Le 16 janvier 1961, le correspondant du Times décrivait la situation comme suit :
« L’armée indienne s’est engagée dans les combats aussitôt après les premières attaques de l’organisation clandestine contre l’administration. La stratégie naturelle de l’armée était de tenter d’anéantir les guérillas aussi vite que possible. Les villages soupçonnés d’approvisionner ou de soutenir les forces clandestines étaient gravement punis ou, s’ils persistaient dans leur attitude, rasés et tous leurs habitants transportés dans des centres de détention où ils étaient sous bonne garde. Les forces de la guérilla étaient aussi vigoureusement harcelées. Selon des officiers de l’armée et certains fonctionnaires, ces tactiques finirent par faire ployer les organisations clandestines, et ils se plaignent aujourd’hui qu’on leur ait volé leur victoire et condamnés à une longue et frustrante campagne à cause des penchants « gandhiens » du gouvernement »
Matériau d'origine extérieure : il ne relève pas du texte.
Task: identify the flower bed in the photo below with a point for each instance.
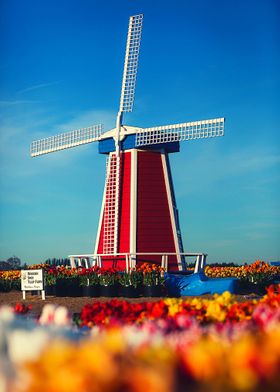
(171, 345)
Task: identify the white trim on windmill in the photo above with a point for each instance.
(66, 140)
(131, 140)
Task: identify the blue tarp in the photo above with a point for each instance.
(198, 284)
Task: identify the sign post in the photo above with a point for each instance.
(32, 280)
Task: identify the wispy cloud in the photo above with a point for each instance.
(210, 165)
(37, 87)
(15, 102)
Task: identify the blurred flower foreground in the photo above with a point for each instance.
(169, 345)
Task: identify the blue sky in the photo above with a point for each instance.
(61, 67)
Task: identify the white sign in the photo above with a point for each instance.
(32, 280)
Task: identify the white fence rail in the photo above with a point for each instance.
(89, 260)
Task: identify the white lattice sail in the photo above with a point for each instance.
(178, 132)
(66, 140)
(131, 62)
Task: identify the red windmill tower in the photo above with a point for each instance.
(139, 217)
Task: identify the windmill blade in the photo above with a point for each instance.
(66, 140)
(131, 62)
(177, 132)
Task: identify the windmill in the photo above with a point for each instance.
(138, 213)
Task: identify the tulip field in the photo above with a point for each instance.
(214, 343)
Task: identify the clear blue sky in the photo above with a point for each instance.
(61, 67)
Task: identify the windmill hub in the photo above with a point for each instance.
(138, 215)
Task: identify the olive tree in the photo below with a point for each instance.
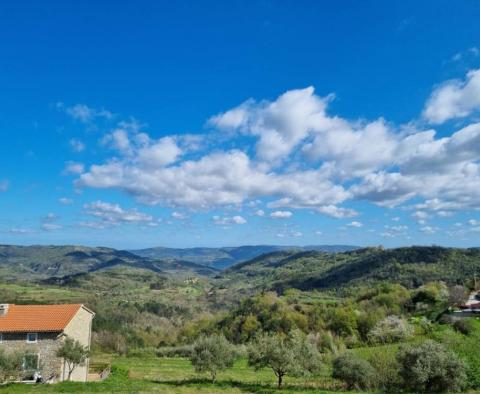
(285, 355)
(10, 365)
(356, 372)
(73, 354)
(212, 354)
(430, 368)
C’est à l’aune de cette brève perspective historique que l’on peut comprendre la situation ambiguë de cet Etat indien contre son gré. Le Nagaland est devenu officiellement Etat de l’Union en 1963 et les tensions se sont aujourd’hui apaisées bien que de nombreux groupes rebelles continuent de se battre, le plus souvent entre eux pour d’obscurs jeux de pouvoirs et luttes d’influence.
J’arrive dans un de ces villages, après de longues heures de marche, assailli par une nuée d’enfants lilliputiens piaillant et sautillant. Me pliant à la règle de courtoisie naga, je dois aller me présenter au Angh, au Roi du village. Dans sa maison de bambou, aux milieux des odeurs de graisse et de suie, se mêle le fascinant parfum du passé. Les murs sont couverts de boucliers, de machettes, de lances, de crânes de singe et de becs de toucans, de cornes de cerfs et de dents de tigre, de besaces de chasses en fourrure et de fusils. Si le roi ne règne désormais plus seul puisque les décisions sont prises de concert avec le conseil du village, il conserve toutefois un rôle honorifique et jouit d’un grand prestige. Je suis invité à dîner le soir même et sa famille a cuisiné une gigantesque patte d’ours qu’il a reçu comme tribut. La maison se remplit d’amis, de voisins, de cousins, de petits-enfants, d’arrière-grands-parents et s’anime de rires sonores. Bien que la communication soit difficile, les quelques jeunes parlant un peu anglais m’entourent rapidement pour traduire les questions de l’assemblée. Chacune de mes réponses donne lieu à d’interminables discussions, commentaires, débats, qui se terminent immanquablement en rire collectif. Je n’ai pas le temps de finir mon assiette de riz que déjà on me la remplit, presque de force, de soupe de bambou et de graisse de porc. J’aurai par la suite l’occasion de goûter viande de chien, de rat, d’écureuil et larves grillées.
Au bout d’un mois, il me faut partir ; et je regarde une dernière fois les collines nagas où je fus accueilli avec une hospitalité spontanée et simple, laissant derrière moi les visages aux yeux rieurs, les rides tatouées des grands-mères et les huttes de bambous à flanc de colline.